以上の結果、当第3四半期累計期間の売上高は36,718百万円となりました。
部門別売上高といたしましては、ボトムス部門11,923百万円、カットソー・ニット部門12,575百万円、シャツ・アウター部門6,357百万円となりました。
利益面につきましては、売上高の減少に加え、売上拡大に向けたLINE配信件数の増加など、デジタル広告宣伝の強化を実施したことや光熱費の高騰などにより販売費及び一般管理費が増加し、営業利益は314百万円、経常利益は222百万円となりました。
最終損益につきましては、新型コロナウイルス感染症に関連する雇用調整助成金収入、移転補償金等、特別利益を27百万円計上し、退店店舗および収益性の厳しい店舗の減損損失等、特別損失を408百万円計上したことにより、四半期純損失は302百万円となりました。

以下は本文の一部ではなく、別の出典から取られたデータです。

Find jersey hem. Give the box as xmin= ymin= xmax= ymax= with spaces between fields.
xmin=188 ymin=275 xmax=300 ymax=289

なお、当社は前第3四半期累計期間については四半期財務諸表を作成していないため、前年同四半期累計期間との比較分析は行っておりません。
(2)経営方針・経営戦略等
当第3四半期累計期間において、当社が定めている経営方針・経営戦略等について重要な変更はありません。
(3)事業上及び財務上の対処すべき課題
当第3四半期累計期間において、当社の事業上及び財務上の対処すべき課題について重要な変更はありません。
(4)研究開発活動
該当事項はありません。
(5)主要な設備
該当事項はありません。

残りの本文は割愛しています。